Forum Moderators: phranque
I'm trying to figure out a more efficient way of doing something with mod_rewrite. I have to rewrite a series of old URLs to new URLs using regexp substitution, converting all underscores to hyphens in the process. I don't have access to httpd.conf, so everything has to be done in .htaccess and hence without RewriteMap.
The old URLs look like this: [url.tld...]
The new URLs look like this:
[url.tld...]
There are say a dozen different sections. The old section and page names have varying numbers of underscores, but the total number of underscores in an old URL is never more than six.
So far the best thing I've come up with is to convert old section names to new section names in one step, then convert underscores to hyphens in a second step, e.g.
RewriteRule old/section/name/(.*)$ [url.tld...] [R=301,L]
[followed by 11 more rules for other sections]
RewriteRule ([^_]+)_([^_\.]+).html [url.tld...] [R=301,L]
[followed by more rules covering the other possible numbers of underscores]
I like this because I only have to use 12+6=18 rules, instead of 12x6=72 rules were I to cover every possible combination of section name and underscore-hyphen rewrites in a unique rule.
What's inefficient about this (and potentially annoying to users) is that the only way I've gotten it to work is by using [R=301,L] after the first *and* second sets of rules, thus sending a partially rewriteen URL back to the browser and only giving the correct URL on the second try. Which is ugly.

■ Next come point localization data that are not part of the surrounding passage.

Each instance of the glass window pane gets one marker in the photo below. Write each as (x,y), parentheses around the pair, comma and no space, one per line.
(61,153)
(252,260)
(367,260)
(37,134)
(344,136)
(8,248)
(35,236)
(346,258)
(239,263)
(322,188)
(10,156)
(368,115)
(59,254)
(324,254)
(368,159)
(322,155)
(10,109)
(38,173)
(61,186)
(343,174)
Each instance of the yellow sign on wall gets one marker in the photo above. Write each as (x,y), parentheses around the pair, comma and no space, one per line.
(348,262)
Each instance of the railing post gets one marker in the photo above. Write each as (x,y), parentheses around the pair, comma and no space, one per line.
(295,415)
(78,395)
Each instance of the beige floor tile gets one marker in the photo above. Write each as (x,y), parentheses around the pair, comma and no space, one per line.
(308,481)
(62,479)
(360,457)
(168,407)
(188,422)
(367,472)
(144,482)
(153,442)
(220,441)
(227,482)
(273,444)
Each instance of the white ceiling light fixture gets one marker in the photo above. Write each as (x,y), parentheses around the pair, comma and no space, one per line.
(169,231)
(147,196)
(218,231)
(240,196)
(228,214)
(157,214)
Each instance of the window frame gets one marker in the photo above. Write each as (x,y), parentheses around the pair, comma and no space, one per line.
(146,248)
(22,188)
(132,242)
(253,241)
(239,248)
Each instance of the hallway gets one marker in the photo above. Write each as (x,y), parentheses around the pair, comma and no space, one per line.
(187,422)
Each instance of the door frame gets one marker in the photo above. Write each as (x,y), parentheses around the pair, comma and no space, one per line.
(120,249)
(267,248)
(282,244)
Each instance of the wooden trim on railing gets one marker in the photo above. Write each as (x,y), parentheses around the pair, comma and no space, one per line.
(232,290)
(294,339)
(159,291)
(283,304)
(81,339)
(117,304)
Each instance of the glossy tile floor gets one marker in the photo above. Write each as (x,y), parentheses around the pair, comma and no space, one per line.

I have tried removing the flags from the rules in the first stage, but when I do that I end up with a completely unrewritten URL. How do I get it to continue rewriting after the first stage, and only send the fully rewritten URL back to the user when it's finished?
Many thanks,
akitinic
RewriteRule ^old/section/name/(([^_]+_)+[^_\.]+\.html)$ this-is-the-new-section-name/$1
RewriteRule ^([^_]+)_([^_\.]+)\.html$ http://www.example.com/$1-$2.html [R=301,L]
Jim
Many thanks for the suggestions. I tried leaving the [L] flag off the first set of rules, and it didn't seem to continue correctly to run the second set. In the end, I got the following to work:
# 1. Rewrite underscores to hyphens.
RewriteRule ^(^([^_]+)_(.+)$ $1-$2 [L]
# 2. Rewrite section names.
RewriteRule ^old-section-name(.*)$ new-section-name$1 [R=301,L]
# Followed by additional section-specific rules.
I only used rule #1 once, but with the [L] flag (a) Apache reruns the single rule until it's replaced all underscores in a URL with hyphens and (b) it only generates a 301 when it gets to rule(s) #2. This makes no sense to me, as I though [L] was supposed to terminate rewriting, not redo it. It didn't work without the flag, and it didn't work with the [N] flag!
Happy I got it working, but a bit confused,
akatinic
The [N] flag may not have worked because of the bug I mentioned, which can cause the rewritten URL-path to become 'corrupted' as described.
Jim